Why Martyn Sadler got it wrong on the Bulls

Andrew Foster (pictured) is a performance consultant. He has written for League Express and Rugby League World, and has followed Bradford Northern/Bulls since 1988. Here he takes a contrary view to Martyn Sadler’s recent Talking Rugby League column in League Express on the supposed ‘rescue’ of the Bulls by the former RFL CEO Nigel Wood.

Had Nigel Wood himself dictated last week’s Martyn Sadler column over the phone, would there have been a single sentence different?

Both before and after its publication, Martyn joined others in calling for an independent inquiry into the Bradford Bulls situation.

But his column made no mention of this. Instead, Bulls fans were chided to be grateful for Wood’s intervention.

Like Alan Partridge’s TV ratings, Martyn’s column started badly and got worse. We were insightfully informed that neither Bill Gates nor the Sultan of Brunei were interested in buying the Bulls.

But readers were not informed that when in 2017 the RFL (CEO: Nigel Wood) awarded ownership of the Bulls to Andrew Chalmers (a known friend of Wood according to League Express reporters Matthew Shaw and Aaron Bower), that was in preference to a bid by former Cronulla Sharks chairman Damian Irvine and Rotherham RU CEO Richard Lamb.

This bid was a majority supporter trust shareholding, and was underpinned by £1 million cash proof of funds. Transparency and re-establishing trust with supporters were to be paramount.

Further, Dr Marwan Koukash and former Wasps RU CEO David Thorne have expressed anger and bewilderment in response to how their bids for the Bulls were received by the RFL.

Once in post, Chalmers ran up a reported debt of £750,000 in less than three years, while failing to make player pension payments.

This, despite the best ticket sales and highest ticket prices outside Super League, plus the windfalls of the sale of Oliver Wilson and a home Challenge Cup run against Leeds and Halifax.

Martyn went on to call Rugby League fans “past masters of the art of conspiracy theories”. But who could look at the above facts and not want some explanation? Martyn, apparently.

He even neglected to mention the Wood-led RFL’s purchase of the Odsal Stadium lease. What was the RFL’s plan at the time? What is it now?

Others’ suggestions as to Wood’s motivations are dismissed as “ridiculous”, but the only one offered is altruism. There is one fig leaf paragraph criticising Wood for the same intransigence he asks Bulls fans to accept.

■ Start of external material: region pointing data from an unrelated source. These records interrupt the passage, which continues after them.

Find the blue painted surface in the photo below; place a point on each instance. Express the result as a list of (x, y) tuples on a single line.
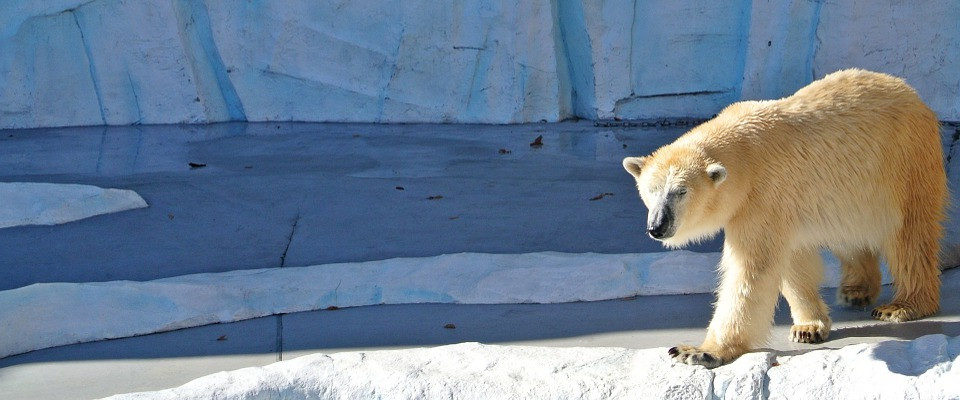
[(337, 182)]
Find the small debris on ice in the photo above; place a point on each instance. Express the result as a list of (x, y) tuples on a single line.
[(538, 142), (600, 196)]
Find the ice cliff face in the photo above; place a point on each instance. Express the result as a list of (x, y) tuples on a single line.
[(116, 62)]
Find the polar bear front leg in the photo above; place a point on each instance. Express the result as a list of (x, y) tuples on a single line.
[(748, 294), (801, 287)]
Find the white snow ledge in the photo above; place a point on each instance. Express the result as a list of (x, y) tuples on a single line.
[(45, 315), (32, 203), (923, 368)]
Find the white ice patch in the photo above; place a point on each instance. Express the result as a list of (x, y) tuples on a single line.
[(32, 203), (477, 371), (52, 314)]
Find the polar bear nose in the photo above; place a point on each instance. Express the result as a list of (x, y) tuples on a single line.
[(660, 228), (660, 223), (657, 232)]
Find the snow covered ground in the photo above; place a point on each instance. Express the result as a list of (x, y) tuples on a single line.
[(31, 203), (52, 314), (925, 368)]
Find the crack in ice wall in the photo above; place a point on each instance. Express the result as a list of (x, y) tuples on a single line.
[(407, 62), (215, 86), (93, 69)]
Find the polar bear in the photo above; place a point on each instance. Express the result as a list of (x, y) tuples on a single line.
[(851, 163)]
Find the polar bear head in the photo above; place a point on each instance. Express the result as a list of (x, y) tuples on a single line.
[(683, 191)]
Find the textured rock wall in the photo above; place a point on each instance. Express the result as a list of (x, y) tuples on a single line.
[(90, 62)]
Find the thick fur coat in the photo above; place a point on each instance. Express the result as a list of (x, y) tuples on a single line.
[(851, 163)]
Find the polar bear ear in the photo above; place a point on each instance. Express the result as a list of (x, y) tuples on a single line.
[(717, 173), (633, 165)]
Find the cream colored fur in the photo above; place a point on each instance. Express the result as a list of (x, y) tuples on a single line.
[(851, 163)]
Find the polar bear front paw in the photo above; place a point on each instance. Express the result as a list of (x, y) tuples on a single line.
[(694, 356), (897, 312), (808, 333)]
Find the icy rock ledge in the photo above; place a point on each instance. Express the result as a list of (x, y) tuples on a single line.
[(53, 314), (922, 368), (33, 203)]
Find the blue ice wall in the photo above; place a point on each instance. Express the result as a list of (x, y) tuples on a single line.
[(90, 62)]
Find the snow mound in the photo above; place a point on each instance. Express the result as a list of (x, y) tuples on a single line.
[(32, 203), (922, 368), (52, 314)]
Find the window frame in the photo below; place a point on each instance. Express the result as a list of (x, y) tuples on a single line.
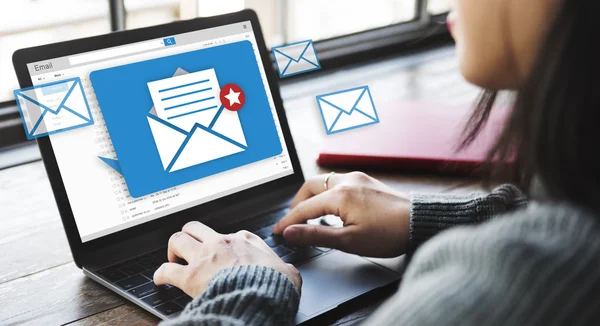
[(424, 31)]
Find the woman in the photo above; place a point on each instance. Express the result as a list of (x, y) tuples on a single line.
[(538, 264)]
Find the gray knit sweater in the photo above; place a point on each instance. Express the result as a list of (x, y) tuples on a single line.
[(535, 265)]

Martyn tells us “what matters is that the club is revived, both on and off the field and that process has now seemingly begun”. But eight (and counting) of the seventeen that shocked Leeds, plus then-injured Joe Keyes, following Wilson out of the door is not a revival. More like selling off both your kidneys and declaring yourself in the market for a dialysis machine.

This supposed cost cutting comes at a heavy price. Users of the TotalRL and RLFANS forums have seen numerous longstanding and well-known Bulls fans declare they want nothing to do with Wood’s zombie club. People like Sam Grundy, former Bulls Independent Supporters’ Association chairman and supporter of forty years, are if anything harder to replace than the players jettisoned.

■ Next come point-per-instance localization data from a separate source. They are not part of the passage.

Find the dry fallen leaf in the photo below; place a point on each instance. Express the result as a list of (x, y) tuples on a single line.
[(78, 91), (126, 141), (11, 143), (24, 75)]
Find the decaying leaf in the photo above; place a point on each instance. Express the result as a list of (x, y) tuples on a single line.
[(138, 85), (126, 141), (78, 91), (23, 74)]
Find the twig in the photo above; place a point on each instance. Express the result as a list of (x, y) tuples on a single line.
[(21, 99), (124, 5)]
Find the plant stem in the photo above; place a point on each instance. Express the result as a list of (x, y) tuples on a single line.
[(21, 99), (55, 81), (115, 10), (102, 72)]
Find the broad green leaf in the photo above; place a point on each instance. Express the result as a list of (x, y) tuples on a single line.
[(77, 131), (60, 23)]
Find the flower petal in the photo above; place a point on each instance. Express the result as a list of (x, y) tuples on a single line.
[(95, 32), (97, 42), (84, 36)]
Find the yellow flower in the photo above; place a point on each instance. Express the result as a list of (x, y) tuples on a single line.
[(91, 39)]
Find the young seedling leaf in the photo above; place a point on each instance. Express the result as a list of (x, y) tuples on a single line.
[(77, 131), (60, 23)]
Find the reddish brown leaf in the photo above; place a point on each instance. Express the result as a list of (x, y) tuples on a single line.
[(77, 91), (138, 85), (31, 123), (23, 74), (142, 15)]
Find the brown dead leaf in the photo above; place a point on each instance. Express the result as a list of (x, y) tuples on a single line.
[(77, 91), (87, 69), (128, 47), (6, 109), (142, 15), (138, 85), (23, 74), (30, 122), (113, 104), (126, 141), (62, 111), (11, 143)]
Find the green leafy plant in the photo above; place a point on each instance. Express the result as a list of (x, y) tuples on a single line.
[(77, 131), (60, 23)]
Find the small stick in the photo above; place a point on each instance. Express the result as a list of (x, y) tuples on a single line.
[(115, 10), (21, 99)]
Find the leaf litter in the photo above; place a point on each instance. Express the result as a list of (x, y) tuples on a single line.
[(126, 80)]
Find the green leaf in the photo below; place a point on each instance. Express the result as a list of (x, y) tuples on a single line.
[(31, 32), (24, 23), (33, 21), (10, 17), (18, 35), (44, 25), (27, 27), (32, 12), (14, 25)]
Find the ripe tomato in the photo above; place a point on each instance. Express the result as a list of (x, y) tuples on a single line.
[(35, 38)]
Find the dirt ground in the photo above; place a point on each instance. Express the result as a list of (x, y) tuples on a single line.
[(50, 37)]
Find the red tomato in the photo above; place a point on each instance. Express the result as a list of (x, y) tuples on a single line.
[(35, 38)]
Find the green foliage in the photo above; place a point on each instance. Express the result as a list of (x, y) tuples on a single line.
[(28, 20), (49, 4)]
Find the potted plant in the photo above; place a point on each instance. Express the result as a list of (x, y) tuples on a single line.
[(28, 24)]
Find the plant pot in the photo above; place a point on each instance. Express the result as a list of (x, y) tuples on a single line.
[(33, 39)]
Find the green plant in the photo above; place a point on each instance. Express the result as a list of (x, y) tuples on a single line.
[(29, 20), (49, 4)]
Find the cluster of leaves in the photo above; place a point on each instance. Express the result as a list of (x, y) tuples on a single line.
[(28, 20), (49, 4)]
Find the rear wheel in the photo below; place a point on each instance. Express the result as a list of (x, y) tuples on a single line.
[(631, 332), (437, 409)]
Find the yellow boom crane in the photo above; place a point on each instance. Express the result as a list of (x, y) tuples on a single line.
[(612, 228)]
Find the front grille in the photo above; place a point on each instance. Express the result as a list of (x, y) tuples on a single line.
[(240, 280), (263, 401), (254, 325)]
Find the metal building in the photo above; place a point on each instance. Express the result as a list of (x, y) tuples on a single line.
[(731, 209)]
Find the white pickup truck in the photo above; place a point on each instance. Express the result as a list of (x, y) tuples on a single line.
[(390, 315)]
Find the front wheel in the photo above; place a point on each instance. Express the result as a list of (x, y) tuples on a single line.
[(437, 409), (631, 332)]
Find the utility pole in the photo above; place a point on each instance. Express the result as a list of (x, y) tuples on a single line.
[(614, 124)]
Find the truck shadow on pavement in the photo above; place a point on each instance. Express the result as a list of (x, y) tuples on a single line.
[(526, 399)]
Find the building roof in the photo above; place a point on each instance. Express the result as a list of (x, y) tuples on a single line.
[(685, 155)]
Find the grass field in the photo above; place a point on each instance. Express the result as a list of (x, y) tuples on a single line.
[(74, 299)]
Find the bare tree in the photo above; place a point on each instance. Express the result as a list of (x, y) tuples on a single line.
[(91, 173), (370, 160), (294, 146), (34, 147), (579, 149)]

To re-engage these fans, openness and a reckoning with the past are non-negotiable. Martyn is right that Eric Perez and Mark Sawyer bring talents to the table, but it would be better to start again from scratch than to allow them to proceed without scrutiny, building on sand. York have shown what can be achieved from rude beginnings, and with a fraction of the Bulls’ fanbase.

Martyn has past form where Wood is concerned, responding to a fan questioning why League Express had not commented on his £300,000 payout by saying, “it speaks for itself”. And he was almost alone in welcoming the appointment of Ralph Rimmer as Wood’s replacement.

It is telling that in his column Martyn evokes the name of Peter Deakin, who helped to create the Bulls brand, but is happy to entrust the future of the game to those that gave us Shuddersfield and the Blue Sox.

The Bulls are part of a wider problem. Everyone in our game knows we have two potential futures before us.

We can carry on as at present, and watch Wood and Rimmer retire as rich men, whilst Rugby League heads towards the same sporting graveyard as speedway. Or we can seek new leaders and give ourselves a fighting chance.

Martyn seems content to help the first option to unfold. But I am not, and I am not alone.